Ben şahsen küresel sultacıların politikalarından bağımsız bir şekilde ulusların istekleri ve iradesinin uygulanması gerektiğine inanıyorum. Türkiye milleti büyük bir millettir ve insani görüşlerle adalet peşinde koşan, çok barış talep eden ve dünya uygarlığı ve kültüründe en etkili olanlardandır. Türkiye bağımsız bir ülkedir ve diğer ülkeler dünya bankacılığı ve para sistemi üzerindeki hâkimiyetini kullanarak politikalarını dayatmaya çalışmamalıdır. Bölge halkları ve hükümetleri tek taraflı, sultacı ve üstünlükçü siyasetlerin kötü etkilerini bertaraf etmek için tam bir birlik ve işbirliği içinde çalışmaları gerekiyor.

  • Siz yıllar önce “ABD artık süper güç değil. Dünya gözlüğünü silse bunu görür” diyordunuz. Sizce o günden bugüne ABD’nin gücünü ve dünya siyasetindeki yerini nasıl görüyorsunuz? Özellikle Biden’dan sonra ABD-İran ilişkileri düzelir mi? Bu konuda İran’da bazı çevrelerde bir umut var.

Eski başkan Trump'tan sonra ABD'nin dış ve uluslararası siyasetlerinde önemli bir değişikliğin olacağını düşünmüyorum ve esasen ABD başkanları bu konuda önemli bir rol oynamaz. ABD'nin dünyadaki sultacı rolü hızla renksizleşiyor ve dünya çapında büyük bir insani uyanış yaşanmaktadır. Milletler, sultacılar eksenli mevcut düzende dünya durumunun düzeleceği konusunda hayal kırıklığına uğramışlar ve bugün çok iyi biliyorlar ki, bu düzen sömürge döneminin bir devamıdır ve elbette yeni bir biçimde uluslara musallat olmak, onların zenginliklerini yağmalamak ve kaderlerini belirleme haklarını ihlal etmek ve özgürlüklerin kısıtlanması ve adaletin ortadan kaldırılması içindir. Dünyanın her bir yerinde özgür seçimler yapılırsa, insanlar bağımsız, popüler, adil ve sulta karşıtı akımlara oy verirler. Ne yazık ki tüm ülkelerde bilgisizlikten, cehaletten veya kişisel veya grup çıkarlardan dolayı dünyanın gerçeğini görmek istemeyen insanlar vardır. Sorunların çözümü dünyaya egemen olan baskıcı ve tek taraflı sisteme teslim olmak değildir.

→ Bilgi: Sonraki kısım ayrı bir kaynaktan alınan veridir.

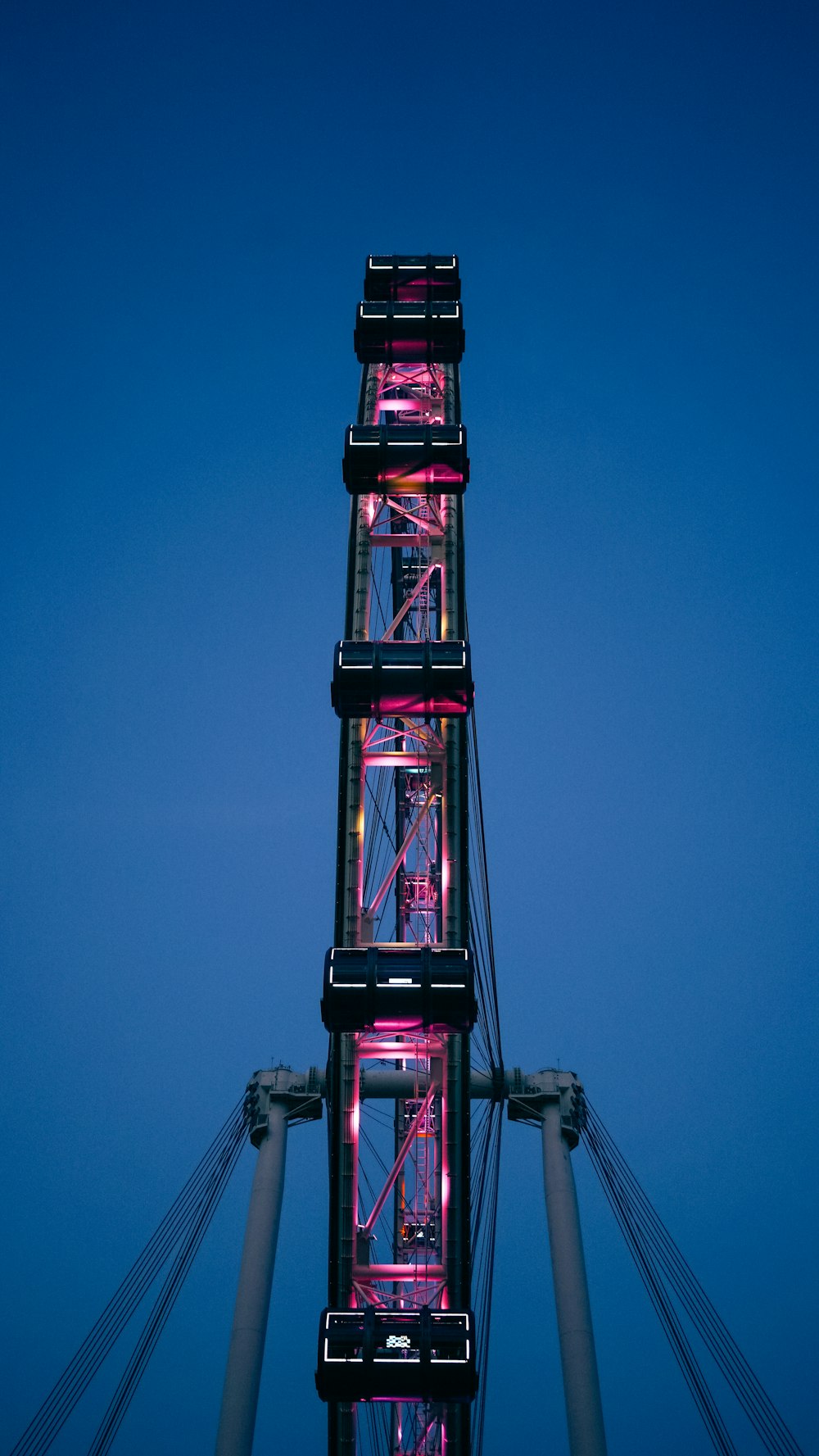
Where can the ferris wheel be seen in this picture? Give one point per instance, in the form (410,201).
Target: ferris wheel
(415,1083)
(410,985)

Onlar hiç bir millete karşı merhametli davranmayacaklar; sadece milletlerin modern kölelik biçiminde olmalarını istiyorlar. İnsan onuru, durumu, adalet ve saygı temelinde düzeltme çabalarının yapılmasını gerektirir. Nitekim milletlerin dalga dalga bu harekete katıldığını da görüyoruz.

TÜRK HALKINI SEVİYORUM

  • Sayın Cumhurbaşkanı, Sayın Ahmedinejad neler yapıyor. Siyasetle yine yakından ilgileniyor musunuz?

Çeşitli bilimsel, kültürel, sosyal, politik ve ailevi faaliyetler ve vatandaşlarla buluşma toplantıları benim günlük programlarımı oluşturuyor.

  • Sayın Cumhurbaşkanı, İran ilişkileri de son zamanlarda Astana Süreci ile bir hayli gelişti. Türkiye-Rusya ve İran ilişkilerini bu çerçevede nasıl değerlendirirsiniz?

Saygı ve adalete dayalı işbirliği dışında sorunların çözümü mümkün olmayacaktır. Tüm milletler ve hükümetler bu eksen üzerinde barışçıl bir yaşam ve dostane işbirliğini geliştirmek için çalışmaları gerekiyor. Tüm hükümetler kendi halkalarının diğer milletlerle yapıcı etkileşim, özgür ve tam bir işbirliği içinde olmaları için fırsat sağlamakla mükelleftir.

  • Efendim, zaman ayırdığınız için çok teşekkür ederiz. Son olarak Türk halkına bir mesajınız olacak mı?

Türkiye halkı insan toplumunun parlak geleceğini inşa etmede önemli rol oynayacak mümin, samimi, sevgi dolu ve son derece adalet talep eden, barışçıl ve özgürlüğü isteyen bir halktır. Her birini kalbimin derinliklerinden seviyor; herkes için sağlık, mutluluk ve başarı diliyorum. Gelecekte yaşam seviyesini yükseltmek ve bölge ile dünyadaki durumu iyileştirmek için iki ülke halkları arasında işbirliğini ve çok daha geniş ilişkileri göreceğimize eminim.